- Weeks 1-4: Water houseplants with tepid water. Cold tap water may shock plants.
- Weeks 1-4: Be sure newly purchased indoor plants are well protected for the trip home. Exposure to icy temperatures for even a few moments may cause injury.
- Weeks 1-4: Overwintering geraniums like bright light and cool temperatures. Keep soils on the dry side.
- Weeks 1-4: On cold nights, move houseplants back from icy windows to prevent chilling injury.
- Weeks 1-4: Hairspray works well to keep seed heads and dried flowers intact on wreaths and arrangements.
- Weeks 1-4: If you plan to have a live Christmas tree, dig the planting hole before the ground freezes. Mulch and cover the backfill soil and the planting hole to keep them dry and unfrozen. When you get the tree, store it outdoors in a cool, shady, windless area until the last minute and mulch the roots to prevent cold injury. Don’t allow the tree’s roots to become dry and spray the needles with an anti-transpirant to reduce moisture loss. Set the tree up in your coolest room. Don’t keep the tree indoors for more than one week and plant outdoors promptly.
- Weeks 1-4: Be sure the root zones of azaleas and rhododendrons are thoroughly mulched. Any organic material will do, but mulches made from oak leaves, shredded oak bark, or pine needles are preferred.
- Weeks 2-4: Holiday poinsettia plants do best with sun for at least half the day and night temperatures in the 50’s or 60’s. Keep plants away from drafts, registers and radiators and let the soil should dry only slightly between thorough waterings. Be sure to punch holes in decorative foil wraps to prevent soggy soil conditions.
- Weeks 1-3: Christmas trees hold needles longer if you make a clean, fresh cut at the base and always keep the trunk standing in water.
- Weeks 1-3: Only female holly trees bear the colorful berries. There must be a male tree growing nearby for pollination, if fruits are desired.
- Weeks 1-3: Hollies may be trimmed now and the prunings used in holiday decorations.
- Week 1: Apply mulches to bulbs, perennials and other small plants once the ground freezes.
- Week 1: All power equipment should be winterized before storage.
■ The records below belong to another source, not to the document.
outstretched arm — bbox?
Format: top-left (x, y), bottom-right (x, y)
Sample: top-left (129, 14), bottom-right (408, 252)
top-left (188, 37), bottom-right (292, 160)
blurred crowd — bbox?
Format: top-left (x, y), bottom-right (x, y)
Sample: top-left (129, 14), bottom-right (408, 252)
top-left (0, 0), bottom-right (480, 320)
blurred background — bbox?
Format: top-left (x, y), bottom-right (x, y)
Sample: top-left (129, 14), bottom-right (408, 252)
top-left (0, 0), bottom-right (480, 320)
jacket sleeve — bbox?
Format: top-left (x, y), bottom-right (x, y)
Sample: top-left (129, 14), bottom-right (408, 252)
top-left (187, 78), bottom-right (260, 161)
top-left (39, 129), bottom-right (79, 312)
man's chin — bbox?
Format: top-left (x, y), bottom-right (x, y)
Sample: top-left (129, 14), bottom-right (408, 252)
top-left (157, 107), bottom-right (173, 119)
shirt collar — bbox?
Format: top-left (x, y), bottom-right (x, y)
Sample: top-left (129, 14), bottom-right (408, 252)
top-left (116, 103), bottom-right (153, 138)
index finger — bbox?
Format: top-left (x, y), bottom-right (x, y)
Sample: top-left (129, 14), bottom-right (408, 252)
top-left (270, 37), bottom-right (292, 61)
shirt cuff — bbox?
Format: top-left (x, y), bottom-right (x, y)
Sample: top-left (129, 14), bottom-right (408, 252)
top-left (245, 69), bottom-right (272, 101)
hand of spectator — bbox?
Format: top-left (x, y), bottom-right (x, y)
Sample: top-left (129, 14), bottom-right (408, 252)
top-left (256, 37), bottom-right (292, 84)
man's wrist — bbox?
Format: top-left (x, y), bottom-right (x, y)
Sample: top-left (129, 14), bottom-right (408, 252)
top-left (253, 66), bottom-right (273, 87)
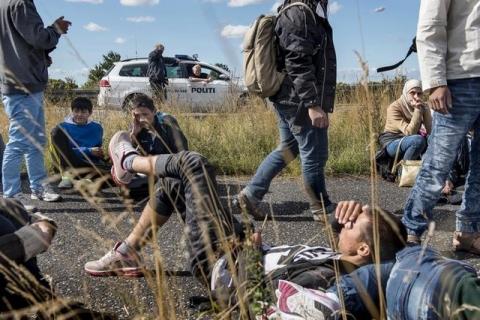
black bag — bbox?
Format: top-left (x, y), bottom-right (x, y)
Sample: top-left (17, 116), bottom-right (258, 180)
top-left (375, 148), bottom-right (396, 182)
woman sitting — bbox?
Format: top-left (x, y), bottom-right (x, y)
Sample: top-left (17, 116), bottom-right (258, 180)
top-left (379, 79), bottom-right (432, 161)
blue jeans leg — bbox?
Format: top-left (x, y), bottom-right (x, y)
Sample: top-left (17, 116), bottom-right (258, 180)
top-left (2, 92), bottom-right (47, 197)
top-left (402, 78), bottom-right (480, 236)
top-left (387, 134), bottom-right (427, 160)
top-left (455, 115), bottom-right (480, 232)
top-left (244, 109), bottom-right (298, 203)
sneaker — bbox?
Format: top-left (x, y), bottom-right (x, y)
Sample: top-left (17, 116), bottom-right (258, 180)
top-left (233, 190), bottom-right (265, 220)
top-left (7, 192), bottom-right (38, 213)
top-left (275, 280), bottom-right (341, 320)
top-left (30, 185), bottom-right (62, 202)
top-left (108, 131), bottom-right (138, 186)
top-left (57, 177), bottom-right (73, 189)
top-left (310, 202), bottom-right (337, 222)
top-left (453, 231), bottom-right (480, 255)
top-left (84, 242), bottom-right (144, 277)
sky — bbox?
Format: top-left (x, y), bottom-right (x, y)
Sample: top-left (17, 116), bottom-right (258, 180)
top-left (35, 0), bottom-right (420, 84)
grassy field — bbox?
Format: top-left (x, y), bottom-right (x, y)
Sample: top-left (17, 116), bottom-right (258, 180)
top-left (0, 84), bottom-right (401, 176)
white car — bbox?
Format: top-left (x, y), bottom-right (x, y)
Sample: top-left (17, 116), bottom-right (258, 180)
top-left (98, 55), bottom-right (247, 111)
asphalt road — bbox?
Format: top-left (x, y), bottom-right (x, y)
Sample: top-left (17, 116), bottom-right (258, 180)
top-left (31, 176), bottom-right (480, 319)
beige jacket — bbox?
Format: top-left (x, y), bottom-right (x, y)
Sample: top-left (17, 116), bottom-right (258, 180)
top-left (385, 98), bottom-right (432, 136)
top-left (417, 0), bottom-right (480, 91)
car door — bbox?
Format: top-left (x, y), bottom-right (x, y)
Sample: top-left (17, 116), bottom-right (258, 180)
top-left (184, 62), bottom-right (228, 109)
top-left (165, 60), bottom-right (190, 104)
top-left (116, 62), bottom-right (149, 97)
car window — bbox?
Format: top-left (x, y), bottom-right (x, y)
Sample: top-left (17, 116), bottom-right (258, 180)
top-left (118, 63), bottom-right (147, 77)
top-left (166, 64), bottom-right (183, 79)
top-left (186, 63), bottom-right (221, 80)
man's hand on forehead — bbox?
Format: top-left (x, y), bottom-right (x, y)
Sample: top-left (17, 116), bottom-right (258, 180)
top-left (335, 200), bottom-right (370, 228)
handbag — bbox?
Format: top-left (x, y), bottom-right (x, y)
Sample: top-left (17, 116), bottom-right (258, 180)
top-left (392, 137), bottom-right (422, 187)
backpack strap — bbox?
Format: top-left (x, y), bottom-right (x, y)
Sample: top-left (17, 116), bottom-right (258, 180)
top-left (278, 2), bottom-right (317, 23)
top-left (377, 37), bottom-right (417, 73)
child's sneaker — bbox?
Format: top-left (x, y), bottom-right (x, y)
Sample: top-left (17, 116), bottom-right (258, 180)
top-left (30, 185), bottom-right (61, 202)
top-left (108, 131), bottom-right (138, 186)
top-left (57, 177), bottom-right (73, 189)
top-left (84, 242), bottom-right (144, 277)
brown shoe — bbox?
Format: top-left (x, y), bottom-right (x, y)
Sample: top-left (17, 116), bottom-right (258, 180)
top-left (453, 231), bottom-right (480, 255)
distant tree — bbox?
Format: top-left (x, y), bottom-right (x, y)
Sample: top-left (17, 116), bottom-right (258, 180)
top-left (83, 51), bottom-right (121, 89)
top-left (214, 62), bottom-right (230, 72)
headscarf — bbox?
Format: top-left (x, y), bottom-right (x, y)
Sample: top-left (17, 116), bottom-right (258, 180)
top-left (401, 79), bottom-right (422, 119)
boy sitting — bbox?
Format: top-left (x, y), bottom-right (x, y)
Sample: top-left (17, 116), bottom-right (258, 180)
top-left (51, 97), bottom-right (110, 189)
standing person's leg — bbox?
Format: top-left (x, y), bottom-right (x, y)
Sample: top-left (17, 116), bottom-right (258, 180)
top-left (402, 80), bottom-right (480, 241)
top-left (295, 123), bottom-right (336, 220)
top-left (2, 94), bottom-right (31, 198)
top-left (239, 105), bottom-right (298, 218)
top-left (453, 104), bottom-right (480, 254)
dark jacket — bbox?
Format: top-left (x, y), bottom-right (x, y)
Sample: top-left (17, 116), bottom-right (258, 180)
top-left (147, 50), bottom-right (167, 85)
top-left (0, 0), bottom-right (60, 94)
top-left (136, 112), bottom-right (188, 155)
top-left (270, 0), bottom-right (337, 124)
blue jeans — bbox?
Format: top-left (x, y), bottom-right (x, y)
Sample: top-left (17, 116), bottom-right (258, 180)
top-left (244, 104), bottom-right (331, 206)
top-left (327, 246), bottom-right (480, 320)
top-left (402, 78), bottom-right (480, 236)
top-left (387, 134), bottom-right (427, 161)
top-left (2, 92), bottom-right (47, 197)
top-left (386, 246), bottom-right (480, 320)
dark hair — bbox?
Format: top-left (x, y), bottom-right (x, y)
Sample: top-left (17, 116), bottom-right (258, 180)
top-left (363, 207), bottom-right (407, 261)
top-left (130, 93), bottom-right (155, 112)
top-left (70, 97), bottom-right (93, 113)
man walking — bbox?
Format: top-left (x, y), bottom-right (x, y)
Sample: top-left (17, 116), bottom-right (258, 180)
top-left (147, 43), bottom-right (168, 101)
top-left (403, 0), bottom-right (480, 255)
top-left (0, 0), bottom-right (71, 205)
top-left (238, 0), bottom-right (336, 220)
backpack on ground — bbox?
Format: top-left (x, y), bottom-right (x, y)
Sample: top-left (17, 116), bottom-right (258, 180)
top-left (243, 2), bottom-right (316, 98)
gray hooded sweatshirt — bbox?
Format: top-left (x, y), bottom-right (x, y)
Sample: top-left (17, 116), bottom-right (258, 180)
top-left (0, 0), bottom-right (60, 95)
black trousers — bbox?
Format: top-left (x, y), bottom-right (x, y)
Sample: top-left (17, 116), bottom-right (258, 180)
top-left (150, 151), bottom-right (248, 286)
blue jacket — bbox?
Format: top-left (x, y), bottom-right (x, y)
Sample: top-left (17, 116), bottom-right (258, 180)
top-left (59, 116), bottom-right (103, 161)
Change the oil and lubricate moving parts. Either drain fuel systems or mix a gas stabilizing additive into the tank.
- Week 1: Clean and oil all garden hand tools before storing for winter.
- Week 1: If you feed rabbits corn or alfalfa, they may leave fruit tree bark unharmed.
Gardening Calendar supplied by the staff of the William T. Kemper Center for Home Gardening located at the Missouri Botanical Garden in St. Louis, Missouri.(www.GardeningHelp.org)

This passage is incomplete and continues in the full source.